Group Mapping on Confluent Cloud

Required RBAC role: OrganizationAdmin.

A group mapping is a collection or set of rules that lets you map user groups in your SSO identity provider to Confluent Cloud RBAC roles. When an SSO user signs in to Confluent Cloud, Confluent Cloud automatically and assigns the Confluent Cloud RBAC roles you have mapped to the user’s groups.

Create a group mapping for each set of Confluent Cloud RBAC roles that you want to assign to a user based on the user’s group memberships in your SSO identity provider. Your organization might have groups with different sets of permissions based on teams, Confluent Cloud environments, or read/write/admin access. You can create a group mapping for each set of permissions.

For example, you might create a group mapping that assigns the Confluent Cloud RBAC roles DeveloperWrite and ResourceOwner to a user who is a member of the data-science group in your SSO identity provider.

Important

SSO users can map to multiple groups and get the permissions of all the matching groups.
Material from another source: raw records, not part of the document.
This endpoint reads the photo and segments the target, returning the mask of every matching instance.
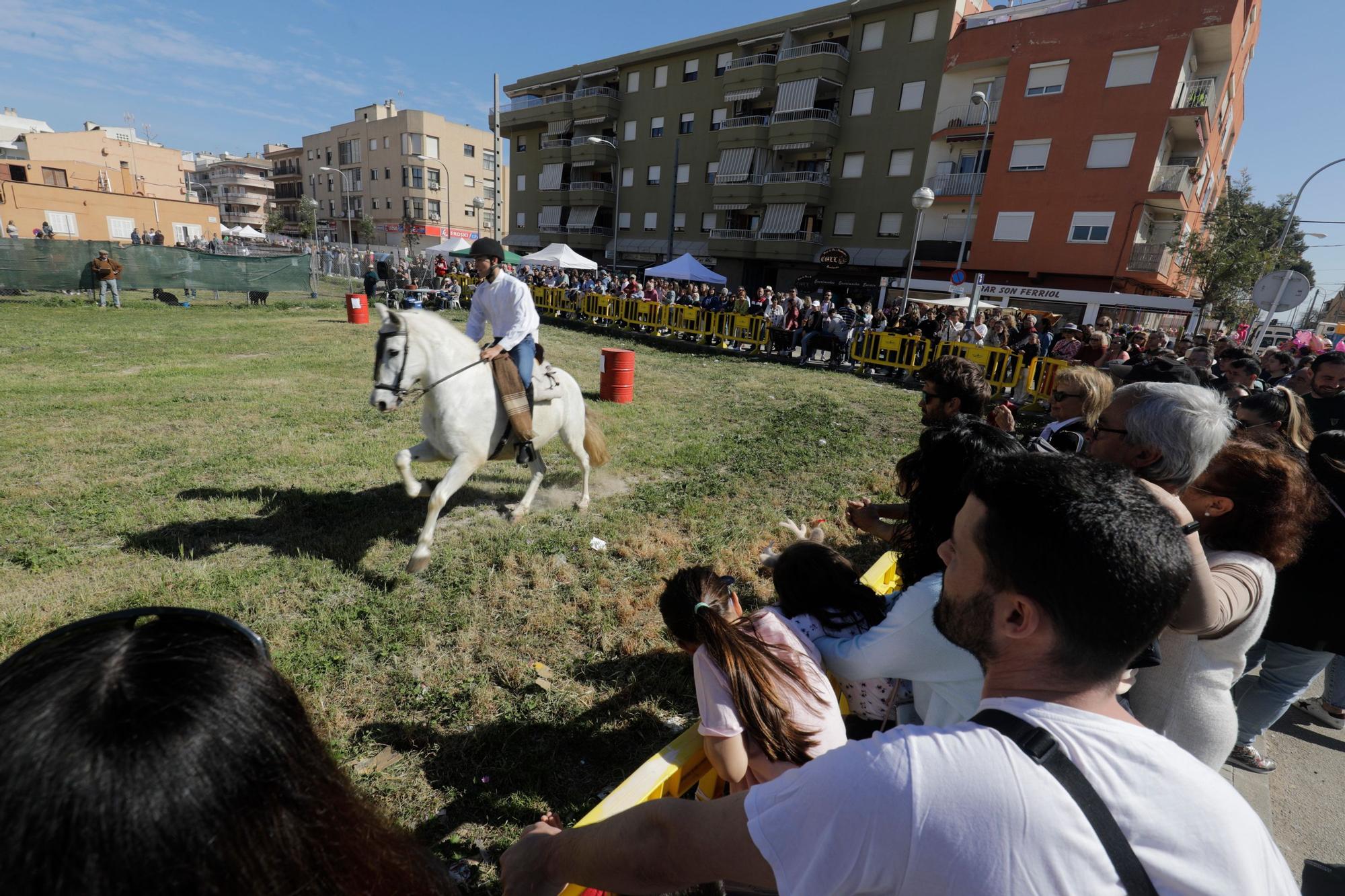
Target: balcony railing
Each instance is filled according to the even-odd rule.
[[[729,128],[764,128],[771,124],[771,116],[738,116],[737,118],[725,118],[724,124],[720,125],[721,130],[728,130]]]
[[[1166,276],[1173,264],[1173,250],[1161,242],[1141,242],[1130,250],[1130,270],[1150,270]]]
[[[819,40],[818,43],[806,43],[802,47],[790,47],[788,50],[781,50],[780,59],[798,59],[800,57],[814,57],[820,52],[830,52],[841,57],[842,59],[850,58],[850,51],[842,47],[839,43],[833,43],[831,40]]]
[[[841,116],[835,109],[795,109],[794,112],[776,112],[771,116],[771,124],[784,124],[787,121],[829,121],[841,124]]]
[[[972,190],[981,192],[985,183],[985,172],[935,175],[925,180],[925,186],[933,190],[933,195],[936,196],[970,196]]]
[[[939,116],[935,118],[935,126],[939,126],[939,122],[942,122],[944,128],[979,128],[985,126],[987,114],[990,116],[990,124],[999,121],[998,100],[991,100],[979,106],[968,102],[960,106],[940,109]]]
[[[1181,90],[1177,93],[1177,102],[1173,104],[1173,109],[1208,109],[1213,98],[1215,79],[1196,78],[1181,86]]]
[[[824,171],[776,171],[765,176],[765,183],[831,183],[831,175]]]
[[[734,69],[746,69],[749,66],[773,66],[775,54],[773,52],[759,52],[755,57],[740,57],[729,62],[726,71],[733,71]]]
[[[500,112],[519,112],[522,109],[533,109],[535,106],[545,106],[551,102],[570,102],[574,100],[573,93],[553,93],[549,97],[523,97],[515,100],[514,102],[503,106]]]

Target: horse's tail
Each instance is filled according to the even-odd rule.
[[[584,451],[588,452],[589,464],[593,467],[601,467],[612,459],[607,451],[607,436],[603,435],[588,408],[584,409]]]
SSO group mapping permissions are additive with each other, meaning a user who is a member of two groups has permissions for both mappings.

Limitations

  • Group mapping permissions are only granted to SSO user accounts after the users sign in to Confluent Cloud using SSO. User API keys only have permissions manually assigned to the user and do not have any group mapping permissions.
  • The current ksqlDB authorization auditable events do not include the assigned_principal and acting_principal fields (for SSO users with group permissions).

Types of group mappings

There are two types of group mappings available in Confluent Cloud: basic and advanced. Basic group mappings are simple and provide easy mappings between user groups and Confluent Cloud ACLs or RBAC roles. Advanced group mappings are more complex and use Common Expression Language (CEL) expressions for increased flexibility.

Basic group mapping

A literal group mapping is a simple way to map users or groups from your SSO identity provider to Confluent Cloud ACLs or RBAC roles. A literal group mapping is a string value representing a single group value and is case-sensitive and space-sensitive.

Advanced group mapping

An advanced group mapping uses filters to map users and groups from your SSO identity provider to Confluent Cloud ACLs or RBAC roles. An advanced group mapping is a string value representing a group filter that uses a Common Expression Language (CEL) expression on multiple groups. CEL can be used to write complex expressions that filter groups based on their names, attributes, or relationships to other groups.

Using an advanced group mapping, an administrator can give a condition with the keyword groups to determine whether the group mapping can be applied to the SSO user.

Tip

Create default permissions that are applied to all SSO users by setting the Advanced Filter value to true. No user groups need to be in the SSO sign-in request for this group mapping to be applied.

For detailed information about CEL expressions, supported CEL operators, and examples, see Use CEL expressions for advanced group mappings.